Introduction

One of the most important products on the therapeutic recombinant protein market is the monoclonal antibody. More than 54 therapeutic antibodies have been approved for various indications, including cancer and autoimmune diseases.1 Traditionally, therapeutic antibodies have been generated by mouse B-cell hybridoma technology followed by chimerization or humanization.2 In the past few decades, technologies such as transgenic mice encompassing human antibody gene repertoires, and phage display of antibody libraries, have become available, facilitating the rapid flourishing of therapeutic antibodies in the drug discovery field.3

Phage display technology frequently allows the creation of libraries containing up to 1011 different variants, which can be used to screen antibody clones by bio-panning.4 Despite the development of alternative display technologies such as bacterial display, yeast display and ribosome display, phage display remains the most widely used display technology due to the robustness of the filamentous bacteriophage M13.5 Several therapeutic antibodies that are currently either approved or in clinical trials have been developed by phage display technology.6, 7

Recently, next-generation sequencing (NGS) technology has allowed a massive increase in capacity to sequence genomes at relatively low cost and in a short time frame.8 It has revolutionized multiple aspects of biological research5 and is also actively being adopted into antibody phage display technology.

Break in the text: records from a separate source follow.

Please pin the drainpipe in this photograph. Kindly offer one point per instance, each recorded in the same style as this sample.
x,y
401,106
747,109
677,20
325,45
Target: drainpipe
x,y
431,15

Several NGS platforms are currently available, with average read lengths of 75–8500 bp and different error rates.9 The CDR3 sequence of the VH and VL genes has been effectively determined by the MiSeq system;10 a single-domain antibody gene was successfully determined by the MiSeq system using a 2 × 250 paired-end module;11 and the entire VH gene was successfully sequenced using the 454 pyrosequencing system.12 However, sequencing of the entire single-chain variable fragment (scFv) gene, which contains 750–800 bases, could not be achieved using any of these NGS platforms, to the extent of the authors’ knowledge. In one study, to obtain the whole scFv gene sequence, HCDR3 sequences were first determined by the MiSeq system; the entire scFv gene was then generated by two-step linker PCR using primers based on the heavy chain complementarity-determining region 3 (HCDR3) sequences, and its sequence was determined by Sanger sequencing analysis.6 In another similar study, HCDR3/FR4 sequences were determined from Ion Torrent PGM sequence analysis using the 318 chip. Then, the entire scFv gene was retrieved by inverse PCR using primers based on the HCDR3/FR4 sequences.13

Following NGS analysis, the antibody gene is typically cloned and expressed. And the binding reactivity of the antibody to its target as well as its biological activity are tested. However, this may prove to be unproductive when the fraction of positive clones is not high following bio-panning. It has been extensively reported that positive clones tend to be enriched through bio-panning and negative clones show the opposite tendency. Therefore, NGS analysis of clones after each round of bio-panning could provide insights on which clones are more likely to be positive. Furthermore, it is unknown whether there is a difference between scFv clones identified by conventional colony screening methods14 and those obtained from NGS.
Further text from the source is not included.